Some folks have criticized blogs for being an echo-chamber: meaning that many blogs simply echo each other and people debate within narrow boundries. I’m not making this point, but I am leapfrogging over any echo debates to ask a larger question.
del.icio.us is a canonical example of both social software and Web 2.0. Simply put: in this example of social software (SS) people mark items that interest them and people can view the results. Looking at the top marks, it reflects a curious bias. Take a look:
Exhibit A: the most recent list of most popular del.icio.us items.

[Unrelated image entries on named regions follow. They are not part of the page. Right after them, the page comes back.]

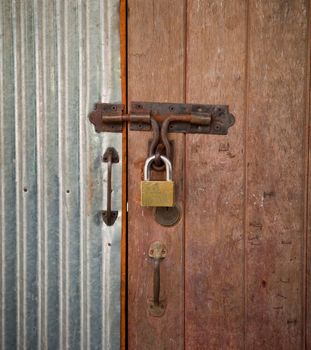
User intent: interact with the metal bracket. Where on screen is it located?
[89,102,235,135]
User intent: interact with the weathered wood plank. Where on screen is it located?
[246,0,308,349]
[185,0,247,350]
[128,0,184,350]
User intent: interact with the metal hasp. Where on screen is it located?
[102,147,119,226]
[89,102,235,135]
[148,241,167,317]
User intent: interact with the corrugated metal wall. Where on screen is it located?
[0,0,121,350]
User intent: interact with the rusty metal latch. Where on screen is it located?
[89,102,235,135]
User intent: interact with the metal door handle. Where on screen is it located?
[149,242,167,317]
[102,147,119,226]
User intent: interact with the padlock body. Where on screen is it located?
[141,181,174,207]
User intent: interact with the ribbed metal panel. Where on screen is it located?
[0,0,122,350]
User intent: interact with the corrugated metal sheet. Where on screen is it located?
[0,0,122,350]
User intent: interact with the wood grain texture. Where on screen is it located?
[185,0,247,350]
[246,0,307,349]
[304,1,311,349]
[128,0,184,350]
[120,0,127,350]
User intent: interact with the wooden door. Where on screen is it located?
[128,0,311,350]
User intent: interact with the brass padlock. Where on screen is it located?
[141,156,174,207]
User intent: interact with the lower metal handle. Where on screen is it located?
[102,147,119,226]
[149,242,167,317]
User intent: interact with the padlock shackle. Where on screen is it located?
[144,155,173,181]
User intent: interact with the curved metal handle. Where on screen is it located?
[149,242,167,317]
[102,147,119,226]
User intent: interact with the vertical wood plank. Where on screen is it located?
[246,0,307,349]
[185,0,247,349]
[304,0,311,349]
[128,0,185,350]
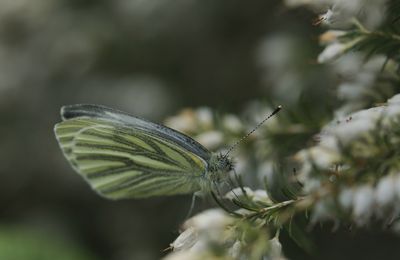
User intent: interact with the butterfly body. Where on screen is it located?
[55,105,232,199]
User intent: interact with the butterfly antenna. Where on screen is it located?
[223,105,282,157]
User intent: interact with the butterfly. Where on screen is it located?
[54,104,280,199]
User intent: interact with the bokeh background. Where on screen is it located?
[0,0,388,260]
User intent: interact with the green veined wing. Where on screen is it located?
[55,105,211,199]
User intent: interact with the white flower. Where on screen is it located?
[196,107,213,129]
[184,209,234,239]
[170,227,198,251]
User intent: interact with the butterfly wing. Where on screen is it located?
[55,105,210,199]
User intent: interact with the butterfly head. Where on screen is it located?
[208,154,233,176]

This list seems not like what’s popular with most of the people I know, but what’s popular with the Computer science / web development/ blogging crowd (some of the people I know). Ajax is a development tool. Ning, the highest ranked item on the list, is a new kind of social software development platform. Half of the top ten are items reflect the kinds of things the makers of delicious are likely interested in (I mean come on: Monty python is just a dead give away. Although the cleaning link made me consider a programmer/OCD connection). This popularity snapshot expresses an interesting kind of bias: the users of this social software reflect the interests of the makers of the social software. I suspect the majority of delicious users, today, have similiar interests to the makers of delicious.
Exhibit B: Popular delicious tags
Tagging, which is another key aspect of social software, also makes visible some interesting bias effects.
The most popular tags again reflect the interest of people who make the tools. Web 2.0 and social software is new enough that the early adopters are not just super interested users, but tool builders themselves (See this for more tags). I am not suggesting why this happens, just making the observation that it may be true.
Exhibit C: Popular 43things.com tags
At another social software project, 43things.com, there’s a broader distribution:
Here are my questions:
1) Why does one social tagging system have such a different kind of focus (delicious) while the other doesn’t? Delicious and 43things are both available to the world. What explans the wide gap in their user’s interests? How do the demographics for Flickr.com, a service believed to be consumer oriented but which many of my thirty something friends have never heard of, compare to other kinds of tools? Other kinds of social software? Are they younger? More affluent? Are there generation gaps tied to social software?
2) In using friendster, linked-in, orkut and other social networking tools, I had the experience of meeting the same people in different systems. It was like being in college and moving the party from building to building (only without the drugs. Well, at least on the networks I was invited onto). Did I just not know enough people? Or is the social software crowd, today, smaller than we admit? Is anyone examining if diversity is growing with size?
3) What are the risks of the frameworks for social software being defined so strongly by early adopters? Do the frontier settlers self-interest, and ability to define their world, restrict the kinds of followers than will come (I think so)? (Insert favorite Mcluhanreference here)
4) How does a user new to a social software project establish a sense for how his interest match with the popular interests of the most active users? Where are the the tools that let me search against delicious like data to see what’s popular with people who have traits or interests I care about? For example: there will never be a luddite group on meetup.com. What other hidden biases are there? The digital divide as an important but easy example, but there are more subtle ones.
5) Are there inherent biases that most active users in social software have (e.g. technical, high math SAT scores, etc.)? How does this impact how social software should be designed? A traditional software designer can shape the design around different, and possibly under-represented, user’s needs – but if social software is user driven what counterbalances are there?
6) Are the things that interest social software early adopters the same things that will interest more mainstream and diverse people? Should anyone care?